We soon arrived at Venersborg, a town completely surrounded by water, situated at the point where the Gotha river emerges from Lake Venern. As we remained here for half an hour, we left the steamer for a stroll about town; but we found that, like most of the little Swedish towns, it was paved with cobble stones, both sidewalks and roadways; and after ten minutes our feet ached from the pointed stones, and to those wearing tennis shoes the walk became a torture, which we soon ended by returning to the “Venus.”
Lake Venern, one hundred miles long and in places fifty miles wide, is the largest of the Swedish lakes. We passed the night in crossing the lake diagonally, and it proved a smooth passage, though at times severe storms rage here, the same as upon our large inland seas.

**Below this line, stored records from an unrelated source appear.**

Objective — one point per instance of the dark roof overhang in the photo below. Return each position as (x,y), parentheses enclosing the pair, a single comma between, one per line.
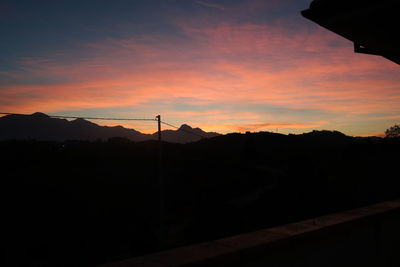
(373,26)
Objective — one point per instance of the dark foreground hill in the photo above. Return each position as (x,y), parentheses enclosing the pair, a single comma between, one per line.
(40,126)
(81,203)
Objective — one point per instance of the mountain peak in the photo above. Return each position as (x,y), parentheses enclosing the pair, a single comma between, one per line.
(40,115)
(185,127)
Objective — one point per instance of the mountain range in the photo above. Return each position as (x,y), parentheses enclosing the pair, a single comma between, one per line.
(41,127)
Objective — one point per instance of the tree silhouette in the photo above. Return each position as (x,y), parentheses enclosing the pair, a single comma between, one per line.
(393,131)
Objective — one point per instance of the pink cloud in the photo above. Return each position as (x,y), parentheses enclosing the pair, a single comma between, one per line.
(227,65)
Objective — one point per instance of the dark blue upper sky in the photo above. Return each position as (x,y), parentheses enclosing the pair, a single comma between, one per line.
(195,61)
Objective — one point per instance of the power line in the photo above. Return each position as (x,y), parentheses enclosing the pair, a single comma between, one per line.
(87,118)
(109,119)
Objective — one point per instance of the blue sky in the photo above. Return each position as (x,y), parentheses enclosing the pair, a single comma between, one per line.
(220,65)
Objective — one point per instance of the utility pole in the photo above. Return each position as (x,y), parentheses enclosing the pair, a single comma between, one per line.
(161,186)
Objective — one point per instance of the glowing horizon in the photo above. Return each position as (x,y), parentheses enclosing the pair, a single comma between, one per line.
(223,66)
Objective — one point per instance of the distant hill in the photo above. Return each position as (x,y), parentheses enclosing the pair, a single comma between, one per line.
(42,127)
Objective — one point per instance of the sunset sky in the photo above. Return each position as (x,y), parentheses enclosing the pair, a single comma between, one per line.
(221,65)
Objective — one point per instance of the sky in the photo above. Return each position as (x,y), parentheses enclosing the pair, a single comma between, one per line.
(221,65)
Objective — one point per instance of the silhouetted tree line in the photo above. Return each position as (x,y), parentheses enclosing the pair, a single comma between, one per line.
(84,203)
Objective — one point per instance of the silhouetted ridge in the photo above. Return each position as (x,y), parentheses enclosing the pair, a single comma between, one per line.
(39,115)
(39,126)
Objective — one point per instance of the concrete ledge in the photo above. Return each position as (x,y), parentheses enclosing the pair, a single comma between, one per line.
(370,231)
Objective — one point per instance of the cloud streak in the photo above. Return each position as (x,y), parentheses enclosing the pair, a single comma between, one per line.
(226,65)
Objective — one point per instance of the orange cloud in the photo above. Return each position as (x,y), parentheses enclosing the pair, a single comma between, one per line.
(227,66)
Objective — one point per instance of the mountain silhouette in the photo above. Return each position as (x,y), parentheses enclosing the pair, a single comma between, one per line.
(41,127)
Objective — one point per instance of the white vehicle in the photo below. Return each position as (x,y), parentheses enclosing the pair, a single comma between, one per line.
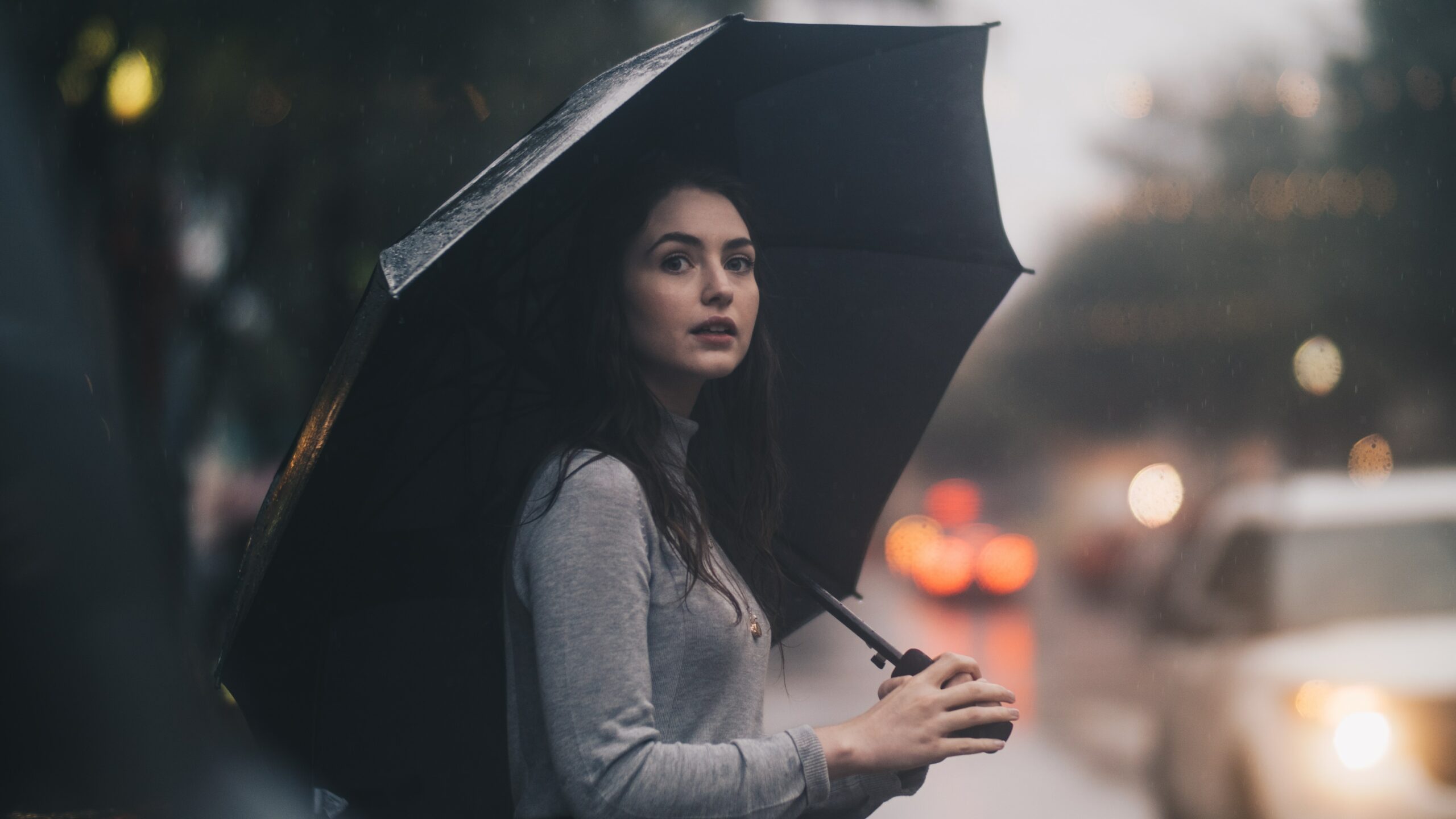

It was the thirteenth of June, the season of long days. At quarter past nine the sun set almost due north; the heavens were ablaze in gold, crimson, and purple, burning in deep colors for over an hour. The twilight was indescribable; so light was it that at half past ten we read with ease the finest print, and not until after eleven did the light perceptibly diminish, and the last trace of the sunset’s coloring fade from the clouds.
The scenery of Sweden cannot be called beautiful, but it is very pretty; it is mild, quiet, and pastoral in its nature, and has much sameness.
Low hills, small lakes, forests of fir and pine, cultivated fields with farmhouses painted red, quiet little villages with small wooden houses and a rustic church,—such are the features of the country traversed by the canal before we reach Lake Vettern, the most beautiful of the great lakes, eighty miles long and twelve wide. The hills on its banks are higher, and the scenery much finer than along the shores of Lake Venern.
Motala is a picturesque place on the east shore of the lake, and here we take on a large addition of passengers, among them a bevy of boarding-school girls returning to their homes in Stockholm. Each girl was decorated with flowers; bunches of flowers were pinned to their hats, and long garlands adorned their dresses. There were very effusive leave-takings, and as the “Venus” bore them from their companions on the quay, the deck was showered with bouquets, and handkerchiefs fluttered until the quay vanished from sight. School girls are the same the world around—chattering, laughing, and full of life. Before they had finished dinner we were all acquainted, and those who could speak English and German were in animated conversation.
When the “meal book” went the rounds for the making up of accounts, the young gentleman from Dublin, instead of the customary en Middag med Öl, entered upon his account one mad dog with oil, which horrified the girls who could comprehend an English pun.
The girls had been to a practical finishing school, where they had been taught all kinds of needle-work, dressmaking, cooking, and everything pertaining to housekeeping. They had made the tasty dresses they wore, and although we had an extra good dinner that day, yet they all declared they could cook a better one. In the school there had been no studying, but while they were busy with the needle one of their number read aloud; they also took turns in being housekeeper and having entire charge of the house. They were well-informed and intelligent young ladies from good families, and were evidently well fitted for practical life.